Verrà replicato due volte al giorno, alle 17,30 e alle 21,30 dal 1 al 6 Gennaio il secondo capitolo de "Lo Hobbit" dal titolo "La Desolazione di Smaug" che modifica e incupisce molto la storia originale, creando un'atmosfera epica ed emozionante
TRAMA
Bilbo, Gandalf e i 12 nani capitanati da Thorin Scudodiquercia procedono il loro viaggio tra ragni giganti, uomini orso e il fondamentale incontro con gli elfi silvani di Legolas. Ad un passo dalla meta però Gandalf è costretto a separarsi dalla compagnia per affrontare prove più importanti da solo, mentre i nani e Bilbo giungono a Pontelagolungo, alle pendici del monte in cui riposa il drago Smaug. Determinato a riprendere quel che è suo Thorin Scudodiquercia non attende Gandalf e decide di procedere da solo inviando come pattuito Bilbo a rubare l'Arkengemma dal drago dormiente.

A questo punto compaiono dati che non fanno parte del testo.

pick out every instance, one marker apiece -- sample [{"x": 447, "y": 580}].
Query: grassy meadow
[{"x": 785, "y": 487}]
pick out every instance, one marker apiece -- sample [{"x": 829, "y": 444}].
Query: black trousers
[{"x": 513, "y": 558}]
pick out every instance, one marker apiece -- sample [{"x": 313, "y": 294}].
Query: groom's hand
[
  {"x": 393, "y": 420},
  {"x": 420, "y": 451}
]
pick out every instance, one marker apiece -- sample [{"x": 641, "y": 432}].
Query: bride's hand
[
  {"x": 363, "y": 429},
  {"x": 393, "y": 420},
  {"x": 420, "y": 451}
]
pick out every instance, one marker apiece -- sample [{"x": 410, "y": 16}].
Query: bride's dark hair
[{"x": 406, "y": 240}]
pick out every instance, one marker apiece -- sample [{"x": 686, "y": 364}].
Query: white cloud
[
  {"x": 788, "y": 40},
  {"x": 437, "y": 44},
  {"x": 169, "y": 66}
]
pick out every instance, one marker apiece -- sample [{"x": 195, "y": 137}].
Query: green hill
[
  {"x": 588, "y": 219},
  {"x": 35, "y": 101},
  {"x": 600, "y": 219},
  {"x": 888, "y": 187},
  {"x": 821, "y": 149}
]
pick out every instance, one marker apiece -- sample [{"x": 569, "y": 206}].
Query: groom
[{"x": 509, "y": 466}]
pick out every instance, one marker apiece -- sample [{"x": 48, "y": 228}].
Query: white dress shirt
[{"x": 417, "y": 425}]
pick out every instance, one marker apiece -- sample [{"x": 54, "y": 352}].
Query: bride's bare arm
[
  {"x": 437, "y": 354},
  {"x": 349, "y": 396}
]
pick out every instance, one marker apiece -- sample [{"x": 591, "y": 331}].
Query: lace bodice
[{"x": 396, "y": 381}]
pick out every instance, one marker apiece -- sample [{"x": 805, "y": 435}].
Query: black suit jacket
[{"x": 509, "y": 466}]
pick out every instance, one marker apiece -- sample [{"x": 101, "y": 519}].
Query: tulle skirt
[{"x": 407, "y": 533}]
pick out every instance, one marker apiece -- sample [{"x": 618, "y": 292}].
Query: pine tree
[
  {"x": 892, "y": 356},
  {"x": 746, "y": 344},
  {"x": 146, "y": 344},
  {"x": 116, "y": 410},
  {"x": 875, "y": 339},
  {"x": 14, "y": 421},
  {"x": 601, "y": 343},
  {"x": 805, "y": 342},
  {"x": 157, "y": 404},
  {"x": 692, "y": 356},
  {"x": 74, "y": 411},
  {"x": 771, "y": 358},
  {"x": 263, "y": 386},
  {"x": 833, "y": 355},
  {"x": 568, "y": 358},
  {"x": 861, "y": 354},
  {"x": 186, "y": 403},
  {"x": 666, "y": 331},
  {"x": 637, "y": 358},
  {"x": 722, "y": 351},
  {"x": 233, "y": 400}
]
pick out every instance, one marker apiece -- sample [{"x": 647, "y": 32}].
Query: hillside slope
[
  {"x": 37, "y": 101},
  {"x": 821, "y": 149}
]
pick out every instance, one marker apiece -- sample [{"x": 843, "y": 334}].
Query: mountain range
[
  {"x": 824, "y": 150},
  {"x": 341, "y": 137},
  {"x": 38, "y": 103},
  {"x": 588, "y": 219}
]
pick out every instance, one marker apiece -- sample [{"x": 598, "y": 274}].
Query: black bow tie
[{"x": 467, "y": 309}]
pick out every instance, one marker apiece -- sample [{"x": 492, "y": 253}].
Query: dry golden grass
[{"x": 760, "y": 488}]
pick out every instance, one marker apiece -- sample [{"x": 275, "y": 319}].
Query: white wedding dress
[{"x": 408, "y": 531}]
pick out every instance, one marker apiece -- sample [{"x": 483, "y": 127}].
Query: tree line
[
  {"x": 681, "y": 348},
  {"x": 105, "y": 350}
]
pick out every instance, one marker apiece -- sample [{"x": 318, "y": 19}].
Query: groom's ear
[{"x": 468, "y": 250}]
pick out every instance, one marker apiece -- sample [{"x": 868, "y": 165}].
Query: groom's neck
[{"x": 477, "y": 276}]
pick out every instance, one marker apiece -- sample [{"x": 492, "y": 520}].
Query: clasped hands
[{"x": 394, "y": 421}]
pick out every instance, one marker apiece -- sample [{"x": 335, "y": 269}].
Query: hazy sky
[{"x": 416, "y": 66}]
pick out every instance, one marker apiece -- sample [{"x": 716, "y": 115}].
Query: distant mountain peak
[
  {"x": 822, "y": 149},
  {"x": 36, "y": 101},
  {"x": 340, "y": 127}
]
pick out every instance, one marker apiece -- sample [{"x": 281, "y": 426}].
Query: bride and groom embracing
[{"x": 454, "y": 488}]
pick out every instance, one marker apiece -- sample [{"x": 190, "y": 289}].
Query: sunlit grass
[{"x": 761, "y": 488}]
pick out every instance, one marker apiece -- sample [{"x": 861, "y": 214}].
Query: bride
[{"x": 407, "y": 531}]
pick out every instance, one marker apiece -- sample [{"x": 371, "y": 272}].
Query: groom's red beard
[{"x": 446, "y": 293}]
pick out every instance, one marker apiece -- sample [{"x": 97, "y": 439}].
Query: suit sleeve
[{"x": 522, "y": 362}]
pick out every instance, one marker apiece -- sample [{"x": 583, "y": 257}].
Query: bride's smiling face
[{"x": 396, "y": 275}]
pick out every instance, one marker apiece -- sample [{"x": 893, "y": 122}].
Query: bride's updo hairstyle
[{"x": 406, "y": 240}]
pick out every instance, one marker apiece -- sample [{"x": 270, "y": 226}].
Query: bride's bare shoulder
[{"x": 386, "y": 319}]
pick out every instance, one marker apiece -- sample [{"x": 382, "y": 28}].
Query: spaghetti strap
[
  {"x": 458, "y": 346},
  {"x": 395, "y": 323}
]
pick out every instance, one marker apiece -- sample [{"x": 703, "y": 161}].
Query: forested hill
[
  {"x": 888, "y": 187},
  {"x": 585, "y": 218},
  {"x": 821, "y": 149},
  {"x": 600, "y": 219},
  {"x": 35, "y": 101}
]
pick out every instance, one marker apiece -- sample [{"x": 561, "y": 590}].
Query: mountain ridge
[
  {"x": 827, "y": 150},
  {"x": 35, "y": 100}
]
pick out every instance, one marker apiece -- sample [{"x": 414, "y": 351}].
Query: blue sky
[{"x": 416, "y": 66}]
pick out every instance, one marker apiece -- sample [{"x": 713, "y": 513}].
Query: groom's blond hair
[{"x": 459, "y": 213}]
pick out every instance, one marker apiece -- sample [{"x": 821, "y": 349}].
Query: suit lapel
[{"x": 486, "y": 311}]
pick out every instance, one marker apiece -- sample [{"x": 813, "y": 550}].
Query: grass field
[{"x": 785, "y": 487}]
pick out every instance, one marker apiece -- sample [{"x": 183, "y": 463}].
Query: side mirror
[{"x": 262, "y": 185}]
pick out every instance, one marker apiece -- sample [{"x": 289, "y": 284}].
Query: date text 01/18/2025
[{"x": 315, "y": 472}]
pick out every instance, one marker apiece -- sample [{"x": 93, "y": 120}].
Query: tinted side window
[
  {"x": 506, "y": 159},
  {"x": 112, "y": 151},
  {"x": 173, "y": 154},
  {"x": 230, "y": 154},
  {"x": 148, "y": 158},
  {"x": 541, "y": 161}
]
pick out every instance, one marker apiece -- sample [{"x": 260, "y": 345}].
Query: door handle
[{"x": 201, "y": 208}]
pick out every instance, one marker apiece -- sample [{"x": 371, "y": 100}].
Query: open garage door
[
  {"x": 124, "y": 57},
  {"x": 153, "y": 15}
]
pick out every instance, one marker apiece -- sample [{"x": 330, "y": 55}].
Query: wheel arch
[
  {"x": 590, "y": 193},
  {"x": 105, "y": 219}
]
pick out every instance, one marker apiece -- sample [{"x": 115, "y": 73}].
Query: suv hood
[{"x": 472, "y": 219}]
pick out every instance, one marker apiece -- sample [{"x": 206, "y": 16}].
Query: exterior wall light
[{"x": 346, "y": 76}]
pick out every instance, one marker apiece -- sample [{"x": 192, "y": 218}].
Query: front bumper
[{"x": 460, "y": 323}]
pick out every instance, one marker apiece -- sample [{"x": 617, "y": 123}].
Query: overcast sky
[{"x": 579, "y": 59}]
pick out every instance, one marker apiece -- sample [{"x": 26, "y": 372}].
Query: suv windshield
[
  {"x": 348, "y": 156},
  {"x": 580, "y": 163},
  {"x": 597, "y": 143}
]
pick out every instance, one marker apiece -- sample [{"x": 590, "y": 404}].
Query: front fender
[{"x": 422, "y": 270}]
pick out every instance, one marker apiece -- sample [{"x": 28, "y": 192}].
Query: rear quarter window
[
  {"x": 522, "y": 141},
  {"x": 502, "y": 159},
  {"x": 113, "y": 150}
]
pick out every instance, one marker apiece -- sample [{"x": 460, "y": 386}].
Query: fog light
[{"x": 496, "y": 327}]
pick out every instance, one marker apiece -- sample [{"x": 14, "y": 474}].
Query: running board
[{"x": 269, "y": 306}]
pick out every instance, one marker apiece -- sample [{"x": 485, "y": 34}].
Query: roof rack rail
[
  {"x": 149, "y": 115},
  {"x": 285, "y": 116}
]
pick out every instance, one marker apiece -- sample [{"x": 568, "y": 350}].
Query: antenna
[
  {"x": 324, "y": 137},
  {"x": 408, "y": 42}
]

È una lotta titanica (ma straordinaria per gli spettatori) quella tra Peter Jackson e il testo originario dell'autore che per la seconda volta ha impavidamente scelto di adattare, costruendo da sè una montagna ancor più impervia che in precedenza. Se infatti la trilogia Il signore degli anelli, comprimeva tre libri in tre film, brillando per come la capacità di sintesi non asciugasse i momenti più importanti della loro forza, Lo hobbit dilata un libricino in tre film. Invece che selezionare, comprimere e scartare Jackson aggiunge, crea e arricchisce, in una sfida impossibile per essere allo stesso livello del materiale di partenza. E in questo secondo film, le creazioni del regista sono decisamente più evidenti che nel primo.
L'obiettivo delle aggiunte e delle mille piccole modifiche è rendere effettivamente Lo hobbit un prequel a Il signore degli anelli. Il libro fu scritto prima ma, pur facendo da base per alcuni presupposti e qualche evento, non è effettivamente collegato in ogni sua parte alla trilogia che sarebbe stata pubblicata quasi 20 anni dopo. Cinematograficamente invece Jackson rilegge Lo Hobbit di Tolkien e lo mette in scena con il senno di poi, iniettando premonizioni, epifanie e imbastendo scontri preparatori alla grande guerra dell'anello. In un certo senso quell'integrazione che non è presente nei libri la ricrea nei film, adattando molto anche i toni. Là dove Tolkien usava la matita leggera, Jackson appesantisce il tratto, non solo attraverso la prefigurazione di eventi futuri (che gli spettatori hanno visto nella trilogia precedente) ma anche rappresentando gli elfi già cupi e torvi come durante la guerra dell'anello o rifiutando il favolismo che contraddistingue il libro. Sicuramente ne guadagna in coerenza tutta quella che sarà un'esalogia ma in certi punti si avverte qualche caduta di stile o strumento stonato rispetto al resto (la storia d'amore interraziale decisamente non sembra in linea con l'idea di romanticismo tolkeniana).
Qualsivoglia dubbio o perplessità scompare però quando entra in scena il villain del racconto: Smaug, il drago. Non è solo la potenza della figura, l'acume dei dialoghi che scambia con Bilbo e la perfezione della resa grafica ma proprio la capacità straordinaria che da tempo riconosciamo a Peter Jackson di non fallire l'obiettivo più importante e saper manipolare il cinema per creare un'atmosfera epica ed emozionante, centrando così l'unico obiettivo che conti davvero. Tutto il meglio delle idee e delle trovate di La desolazione di Smaug si trovano assieme al tesoro dei nani, nascoste sotto una montagna sconfinata di monete d'oro con questo carismatico cattivo, le cui dimensioni ci sono suggerite con grandissima intelligenza filmica facendo muovere cumuli d'oro molto lontani tra loro e la cui pancia s'illumina prima di sputare fuoco.
In quell'antro suggestivo, così agognato per un film e mezzo e così stupefacente nella sua immensità, questo secondo film trova se stesso e l'epica migliore, riuscendo a convincere della bontà generale dell'operazione. Come già Un viaggio inaspettato anche questo secondo film arriva in alcuni cinema in HFR (oltre che in 3D), ovvero a 48 fotogrammi al secondo invece dei tradizionali 24, soluzione scelta dal regista per la maggiore qualità dell'immagine. Di contro però l'estrema fluidità di un sovranumero di fotogrammi è inizialmente fastidiosa e fa somigliare l'immagine filmica a quella televisiva, risultando in un'impressione di scarsa qualità. In realtà è il contrario e il senso di fastidio è dovuto all'abitudine che abbiamo per i 24 fotogrammi al secondo, abitudine che comunque già nella seconda metà del film non si avverte più.